As everyone in the industry knows, things can change quickly in the online gaming business and doing business in the US is no exception. Just in the last few days of May, the courts have now ruled that Colony Capital can scrap the deal with the Rational Group even after they paid $11 million to keep it going until the deal closed. So it looks like Stars is out of pocket on this deal. They were unable to get approval buy April 26th to allow them to own a land-based casino, so that gave the Capital Group leverage to terminate the deal and look for other buyers. Now the courts are saying it's ok to keep the money and move on to find more. The restraining order is no more and the Atlantic based casino is free to do what they want. "We saved their butts," Wayne Positan, a lawyer for The Rational Group, told the judge. "And we got the short end of the stick." He said it was like the casino said: "Let's take that money and the heck with those guys. Ha, ha, ha."

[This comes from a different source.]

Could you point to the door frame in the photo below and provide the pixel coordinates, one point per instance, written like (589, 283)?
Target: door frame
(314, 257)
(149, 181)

PokerStars is learning quickly that it won't be a cake walk to get into the legal US market and that they will have to make sure they are getting into bed with the right people before making any deals. Not only that but as part of the preliminary agreement is that the money is non-refundable. The Atlantic Club Casino sees it a different way and feels it has the right to keep the money, "They (Rational) took the risk they could get it done," Atlantic Club lawyer Tariq Mundiya told the judge. "They couldn't get it done, and now they want to rewrite the contract. Once that date came and went, Your Honor, all bets were off."
So, it looks like PokerStars will have to write off the $11 million and begin pursuing the purchase of another land-based casino in order to get their foot in the door and get an online gaming license in New Jersey. They've obviously learned a big lesson; that it's not going to be easy to play by the rules in the US as they make more attempts to reenter the market and become a legal and regulated online poker company.